Por lo menos, Cloclo estaba trabajando en otro lugar ahora y le había proporcionado una descripción. Bajó corriendo las escaleras del metro, validó el pase y se unió a una mujer que leía Le Fígaro mientras esperaba al tren. Si conseguía realizar el trasbordo de trenes adecuado, podría llegar a tiempo al sitio del kebab.

Cambió de línea una vez y salió en la estación de Château Rouge al cabo de siete minutos.

Bajo el débil sol del atardecer que se filtraba a través de un claro abierto entre las nubes, vio puestos cubiertos por toldos que vendían todo tipo de plátanos: cortos, gruesos, verdes, amarillos, rojos y también plátanos machos. Hombres que vestían largas djellabas se encontraban de pie, al lado de cajas de cartón vueltas del revés sobre las cuales estaban expuestas a la venta cintas y aparatos de vídeo «usados». Las coladas ondeaban al viento, colgadas de las barandillas descascarilladas de los balcones suspendidos de edificios con grietas. Según avanzaba por la calle, mujeres que vestían boubous de vivos colores gritaban «Iso, iso», anunciando maíz tostado en bolsas de plástico. Varias tiendas de vuelos baratos anunciaban ofertas, por ejemplo París-Mali por dos mil francos, en carteles escritos a mano.

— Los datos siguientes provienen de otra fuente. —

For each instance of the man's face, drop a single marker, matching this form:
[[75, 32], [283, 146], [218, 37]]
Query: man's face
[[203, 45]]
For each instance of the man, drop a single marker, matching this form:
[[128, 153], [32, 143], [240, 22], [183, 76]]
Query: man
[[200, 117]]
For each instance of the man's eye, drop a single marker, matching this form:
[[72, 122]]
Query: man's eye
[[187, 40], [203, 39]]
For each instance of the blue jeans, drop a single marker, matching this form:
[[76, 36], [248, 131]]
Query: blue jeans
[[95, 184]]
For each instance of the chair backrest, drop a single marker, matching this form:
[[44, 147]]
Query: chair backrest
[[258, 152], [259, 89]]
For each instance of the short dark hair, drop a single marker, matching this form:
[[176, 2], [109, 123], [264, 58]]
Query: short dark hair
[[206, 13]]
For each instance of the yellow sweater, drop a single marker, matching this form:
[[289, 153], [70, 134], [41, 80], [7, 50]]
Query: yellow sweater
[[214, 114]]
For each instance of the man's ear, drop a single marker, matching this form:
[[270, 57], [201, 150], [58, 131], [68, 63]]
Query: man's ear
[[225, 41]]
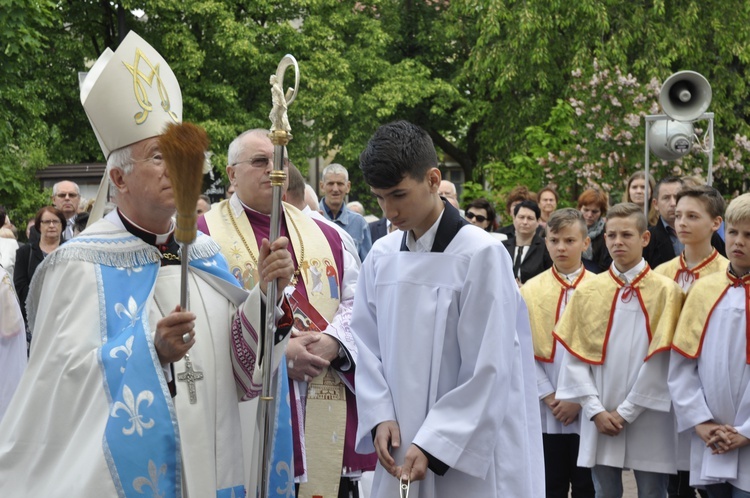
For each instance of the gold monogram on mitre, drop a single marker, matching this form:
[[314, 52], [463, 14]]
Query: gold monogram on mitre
[[130, 94], [140, 91]]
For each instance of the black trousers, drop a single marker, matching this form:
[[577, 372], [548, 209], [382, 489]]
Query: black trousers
[[679, 486], [561, 472]]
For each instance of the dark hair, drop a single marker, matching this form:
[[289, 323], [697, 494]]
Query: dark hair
[[549, 189], [594, 196], [82, 220], [519, 193], [395, 151], [629, 210], [528, 205], [664, 181], [709, 196], [566, 217], [53, 210], [639, 175], [483, 203]]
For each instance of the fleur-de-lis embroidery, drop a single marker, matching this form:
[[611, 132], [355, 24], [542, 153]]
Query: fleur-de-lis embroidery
[[282, 468], [133, 311], [152, 481], [132, 408], [126, 348]]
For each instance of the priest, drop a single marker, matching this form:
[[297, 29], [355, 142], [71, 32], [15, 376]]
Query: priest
[[446, 378], [126, 394]]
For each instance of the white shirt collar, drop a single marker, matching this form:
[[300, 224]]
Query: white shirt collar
[[631, 273], [570, 277], [424, 244]]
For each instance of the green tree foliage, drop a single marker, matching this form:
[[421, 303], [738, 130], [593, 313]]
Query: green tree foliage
[[23, 107], [491, 80], [526, 53]]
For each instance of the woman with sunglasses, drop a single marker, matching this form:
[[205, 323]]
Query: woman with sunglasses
[[481, 213], [50, 222]]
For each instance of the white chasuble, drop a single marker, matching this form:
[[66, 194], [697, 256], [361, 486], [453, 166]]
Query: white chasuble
[[12, 341], [626, 382], [546, 296], [65, 435], [445, 350], [715, 385]]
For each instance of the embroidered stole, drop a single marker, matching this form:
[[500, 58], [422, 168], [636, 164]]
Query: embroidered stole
[[324, 409], [677, 269], [584, 329], [546, 296], [700, 305]]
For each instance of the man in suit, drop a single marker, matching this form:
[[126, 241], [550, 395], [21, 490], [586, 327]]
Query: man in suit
[[66, 196], [526, 247], [664, 244]]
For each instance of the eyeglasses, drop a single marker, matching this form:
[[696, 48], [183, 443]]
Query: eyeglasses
[[479, 217], [259, 162], [157, 159]]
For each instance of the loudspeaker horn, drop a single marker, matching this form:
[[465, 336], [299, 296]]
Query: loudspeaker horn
[[670, 139], [685, 96]]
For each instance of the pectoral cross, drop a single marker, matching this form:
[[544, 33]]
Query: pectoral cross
[[190, 376]]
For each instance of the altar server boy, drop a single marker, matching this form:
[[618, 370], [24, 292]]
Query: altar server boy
[[697, 217], [618, 328], [546, 296], [709, 374], [446, 389]]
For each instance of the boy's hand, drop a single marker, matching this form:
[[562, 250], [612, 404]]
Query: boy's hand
[[387, 435], [415, 465], [710, 434], [608, 424], [723, 438], [565, 411]]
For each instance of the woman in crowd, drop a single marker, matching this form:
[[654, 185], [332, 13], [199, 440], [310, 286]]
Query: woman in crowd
[[635, 192], [481, 213], [548, 199], [593, 204], [50, 222]]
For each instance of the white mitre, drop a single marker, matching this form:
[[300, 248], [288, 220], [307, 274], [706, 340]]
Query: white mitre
[[130, 95]]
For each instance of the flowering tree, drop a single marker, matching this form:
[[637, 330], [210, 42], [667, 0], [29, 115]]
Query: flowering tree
[[595, 138]]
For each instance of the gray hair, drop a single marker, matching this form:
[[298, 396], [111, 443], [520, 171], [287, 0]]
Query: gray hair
[[335, 169], [121, 159], [357, 207], [56, 186]]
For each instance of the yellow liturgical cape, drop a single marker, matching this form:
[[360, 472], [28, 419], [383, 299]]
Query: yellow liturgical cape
[[677, 267], [699, 306], [545, 295], [585, 326]]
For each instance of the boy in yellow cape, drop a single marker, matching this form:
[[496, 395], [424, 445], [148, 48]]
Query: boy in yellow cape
[[697, 217], [617, 327], [709, 373], [546, 296]]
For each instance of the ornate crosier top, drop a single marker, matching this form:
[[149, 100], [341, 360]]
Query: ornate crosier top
[[278, 117]]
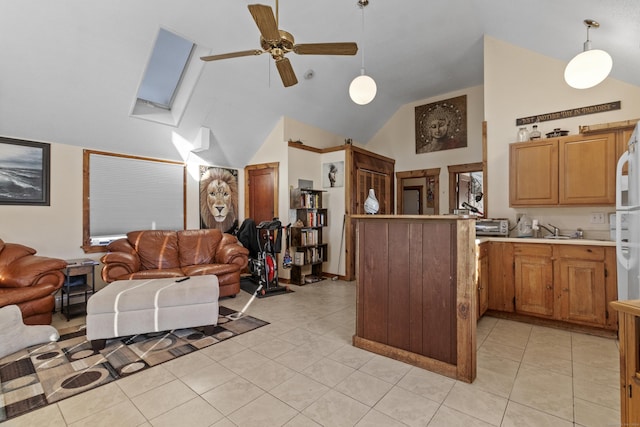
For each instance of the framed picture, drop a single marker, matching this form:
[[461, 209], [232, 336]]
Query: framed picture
[[333, 174], [218, 198], [24, 172], [441, 125]]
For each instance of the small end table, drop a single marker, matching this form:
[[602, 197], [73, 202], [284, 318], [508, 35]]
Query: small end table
[[79, 280]]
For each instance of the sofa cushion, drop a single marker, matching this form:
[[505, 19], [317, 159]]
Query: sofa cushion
[[157, 249], [198, 246]]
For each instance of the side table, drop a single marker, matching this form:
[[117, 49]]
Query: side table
[[79, 280]]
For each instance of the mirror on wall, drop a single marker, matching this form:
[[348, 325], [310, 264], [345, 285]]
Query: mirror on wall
[[467, 188], [418, 192]]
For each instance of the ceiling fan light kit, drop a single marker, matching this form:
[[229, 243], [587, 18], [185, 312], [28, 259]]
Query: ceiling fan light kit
[[590, 67], [363, 88], [278, 43]]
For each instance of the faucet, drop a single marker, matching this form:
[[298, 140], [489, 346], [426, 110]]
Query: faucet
[[555, 231]]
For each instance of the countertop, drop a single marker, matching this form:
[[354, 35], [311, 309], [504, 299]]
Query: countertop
[[589, 242]]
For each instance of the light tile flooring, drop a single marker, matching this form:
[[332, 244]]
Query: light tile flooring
[[302, 371]]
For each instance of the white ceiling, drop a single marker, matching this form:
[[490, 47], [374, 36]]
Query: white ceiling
[[70, 68]]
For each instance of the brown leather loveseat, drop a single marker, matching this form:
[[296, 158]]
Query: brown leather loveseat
[[160, 253], [29, 281]]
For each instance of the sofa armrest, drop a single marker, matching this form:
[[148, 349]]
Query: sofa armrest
[[117, 264], [33, 270], [230, 251]]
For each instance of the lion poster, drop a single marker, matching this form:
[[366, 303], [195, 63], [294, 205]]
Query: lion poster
[[218, 198]]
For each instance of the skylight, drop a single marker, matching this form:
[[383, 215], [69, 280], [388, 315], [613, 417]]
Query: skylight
[[165, 69]]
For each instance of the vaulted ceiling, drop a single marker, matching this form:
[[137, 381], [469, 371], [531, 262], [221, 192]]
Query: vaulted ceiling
[[70, 69]]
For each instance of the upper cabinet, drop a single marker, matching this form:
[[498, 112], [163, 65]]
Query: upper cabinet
[[575, 170]]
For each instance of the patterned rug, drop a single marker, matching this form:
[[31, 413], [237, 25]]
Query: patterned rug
[[44, 374]]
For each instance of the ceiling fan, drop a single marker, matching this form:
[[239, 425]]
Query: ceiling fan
[[278, 42]]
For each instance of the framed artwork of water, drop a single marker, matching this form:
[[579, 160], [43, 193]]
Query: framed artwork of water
[[24, 172]]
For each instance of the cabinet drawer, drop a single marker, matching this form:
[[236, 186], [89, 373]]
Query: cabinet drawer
[[595, 253], [533, 249]]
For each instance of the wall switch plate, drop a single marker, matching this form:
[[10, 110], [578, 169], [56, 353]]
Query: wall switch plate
[[597, 218]]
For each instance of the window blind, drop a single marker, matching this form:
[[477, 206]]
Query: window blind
[[127, 194]]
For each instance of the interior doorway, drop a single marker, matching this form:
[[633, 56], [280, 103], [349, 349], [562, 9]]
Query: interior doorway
[[467, 188], [418, 192]]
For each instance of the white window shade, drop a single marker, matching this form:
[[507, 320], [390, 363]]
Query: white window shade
[[128, 194]]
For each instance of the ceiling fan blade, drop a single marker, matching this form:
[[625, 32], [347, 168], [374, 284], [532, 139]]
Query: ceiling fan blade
[[348, 48], [265, 20], [231, 55], [287, 74]]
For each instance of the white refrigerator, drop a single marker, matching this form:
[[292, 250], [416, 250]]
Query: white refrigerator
[[627, 224]]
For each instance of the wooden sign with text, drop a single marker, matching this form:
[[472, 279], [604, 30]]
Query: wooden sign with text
[[574, 112]]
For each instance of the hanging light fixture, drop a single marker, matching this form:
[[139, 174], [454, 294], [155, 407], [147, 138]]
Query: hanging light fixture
[[363, 88], [590, 67]]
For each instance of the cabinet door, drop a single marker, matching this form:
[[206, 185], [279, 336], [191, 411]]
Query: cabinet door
[[580, 291], [533, 173], [533, 279], [587, 170], [483, 278], [622, 140], [500, 287]]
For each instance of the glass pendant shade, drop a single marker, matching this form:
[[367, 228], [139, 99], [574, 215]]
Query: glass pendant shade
[[588, 69], [363, 89]]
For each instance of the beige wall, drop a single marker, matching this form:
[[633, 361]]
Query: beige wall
[[397, 140], [520, 83]]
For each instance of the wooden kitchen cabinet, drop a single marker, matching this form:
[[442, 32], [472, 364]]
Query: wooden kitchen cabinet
[[533, 279], [533, 173], [500, 293], [561, 282], [573, 170], [482, 276], [580, 284], [629, 313]]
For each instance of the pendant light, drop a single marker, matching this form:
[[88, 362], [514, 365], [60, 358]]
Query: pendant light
[[363, 88], [590, 67]]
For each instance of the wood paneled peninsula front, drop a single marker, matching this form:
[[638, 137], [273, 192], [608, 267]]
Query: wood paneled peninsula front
[[416, 291]]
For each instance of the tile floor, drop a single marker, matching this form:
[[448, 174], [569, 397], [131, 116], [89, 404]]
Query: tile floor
[[302, 371]]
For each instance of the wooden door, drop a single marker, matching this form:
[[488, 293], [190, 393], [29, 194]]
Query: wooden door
[[533, 279], [533, 173], [587, 170], [261, 192], [483, 278], [580, 291], [500, 287]]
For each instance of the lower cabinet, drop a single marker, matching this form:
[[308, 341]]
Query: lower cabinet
[[501, 289], [533, 279], [483, 278], [569, 283]]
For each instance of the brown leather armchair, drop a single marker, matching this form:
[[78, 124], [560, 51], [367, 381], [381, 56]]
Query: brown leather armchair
[[151, 254], [29, 281]]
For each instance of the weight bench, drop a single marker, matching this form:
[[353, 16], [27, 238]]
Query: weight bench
[[131, 307]]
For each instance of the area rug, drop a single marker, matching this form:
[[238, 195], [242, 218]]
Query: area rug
[[41, 375], [249, 286]]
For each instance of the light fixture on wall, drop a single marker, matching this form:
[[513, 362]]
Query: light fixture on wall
[[590, 67], [363, 88]]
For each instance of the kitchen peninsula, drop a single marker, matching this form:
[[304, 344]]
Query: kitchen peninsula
[[416, 291]]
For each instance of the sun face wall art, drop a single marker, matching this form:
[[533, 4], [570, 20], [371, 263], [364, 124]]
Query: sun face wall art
[[441, 125]]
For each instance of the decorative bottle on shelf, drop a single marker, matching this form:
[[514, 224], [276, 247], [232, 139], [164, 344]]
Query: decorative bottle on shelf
[[523, 134], [371, 205], [535, 133]]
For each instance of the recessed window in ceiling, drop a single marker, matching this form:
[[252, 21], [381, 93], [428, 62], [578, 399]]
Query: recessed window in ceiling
[[166, 67]]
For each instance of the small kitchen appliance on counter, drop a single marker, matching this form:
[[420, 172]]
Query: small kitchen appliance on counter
[[492, 227]]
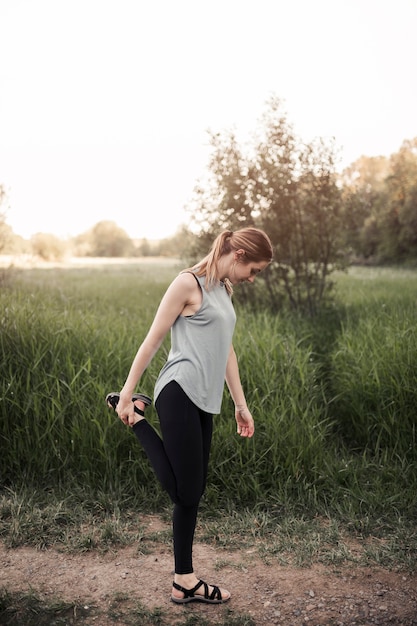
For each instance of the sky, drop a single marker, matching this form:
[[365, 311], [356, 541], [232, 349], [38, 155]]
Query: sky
[[105, 104]]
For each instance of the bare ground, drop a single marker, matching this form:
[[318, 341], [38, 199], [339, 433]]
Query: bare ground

Viendo el quartier pensaba en una medina árabe con su laberinto de callejones entrelazados, el perfume de las naranjas y los gritos de los vendedores ambulantes. Se encontraba en la Goutte d'Or, «la gota de oro», en la otra cara de Montmartre, llamada así por los viñedos que una vez cubrieron la ladera. Después de 1918, los soldados norteafricanos reclutados para la I Guerra Mundial encontraron alojamiento barato en esta zona con vistas a las vías de la gare du Nord. Y la tradición continuaba; seguía siendo una zona barata y aún más deprimida, rebosante de africanos, árabes y otros segmentos del «tercer mundo», según los derechistas conservadores y los bobos invasores.

Aimée analizó la calle mientras vigilaba el bloque donde se encontraba el Kabab Afrique.